This chapter presents the author's experiences working with international content in the higher education classroom to explore successful examples of intercultural material that can benefit students pursuing a degree in any field. The author explores how social science courses in general, and anthropology courses in particular, that work from a foundation of cultural relativism and standpoint theory can equip students with important knowledge and skills that promote tolerance and respect of cultural difference. Finally, the author demonstrates that students finish courses like these with a better understanding of and appreciation for the cultural differences that exist all around them.
TopIntroduction
Students undertaking a four-year undergraduate degree program stand to benefit immensely from international and intercultural content that is integrated into higher education curricula – perhaps now more than ever. A number of scholars have documented this increased need, emphasizing that success in an ever-globalizing world relies in part on students’ development in the areas of intercultural competence (Deardorff, 2006) and cross-cultural empathy (Haigh, 2007). While campus communities increasingly see the value of international and intercultural opportunities, the process of changing curricula or introducing new programming is not always an intuitive one. In fact, a surprising number of undergraduate students still outwardly bristle at ideas and practices unlike their own. On college campuses, where ideals of open-mindedness and diverse opinions and experiences are meant to encourage interdisciplinary thought, efforts to promote intercultural perspectives are too often unsuccessful, and fall short of providing a holistic perspective that encourages the development of competent, global citizens.
What all of this seems to signal is that in spite of various tropes touting the importance of blurry, vague ideas like “diversity” and “multiculturalism” in creating a more tolerant and inclusive society, there still exists a good deal of ethnocentrism and closed-mindedness in a typical college classroom. One might argue (as many scholars do, see Homan et al., 2015) that this indicates that token attempts at increasing international and cross-cultural understanding via “diversity training” and the like are not working well. And if this is indeed the case, what happens when these students take jobs and become leaders in the global marketplace? More often than not, they are inadequately prepared to move forward as empathetic, productive global citizens.
Exposure to international or intercultural information is an important step in the process of internationalizing college curricula – and in, by extension, college students’ training – but it is only one of many. In fact, many scholars have noted the dangers inherent in such an approach: treating cultural diversity as an addendum to “real” course material is not doing justice to the process (e.g.

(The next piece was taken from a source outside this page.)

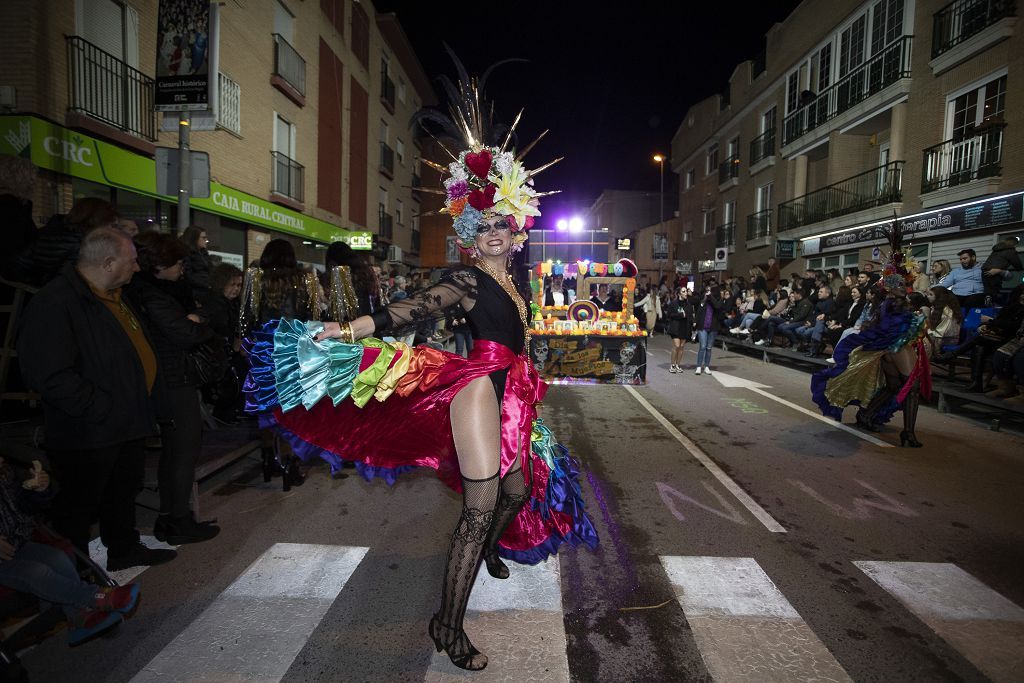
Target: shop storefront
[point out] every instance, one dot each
(933, 235)
(95, 168)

Leask, 2001). Instead, what needs to occur is careful integration and investigation that encourages students to appreciate and to question why particular cultural practices or ideologies exist – what Milton Bennett called “ethnorelativism” in his influential Developmental Model of Intercultural Sensitivity (DMIS) work (Bennett, 1993).
This chapter explores the role that cultural relativism and standpoint theory have played in the author’s curriculum design and teaching thus far, focusing primarily on the author’s work at Georgia Gwinnett College, a new four-year liberal arts institution with an access mission near Atlanta, Georgia. The author argues that using pedagogical tools that counter ethnocentrism with cultural relativism and standpoint theory can result in a more advanced level of intercultural understanding for many students. The chapter demonstrates that, even though a few undergrads come into their first anthropology class expecting to talk about digging up dinosaur bones, they end the semester with a better understanding of and appreciation for the cultural differences that exist all around them.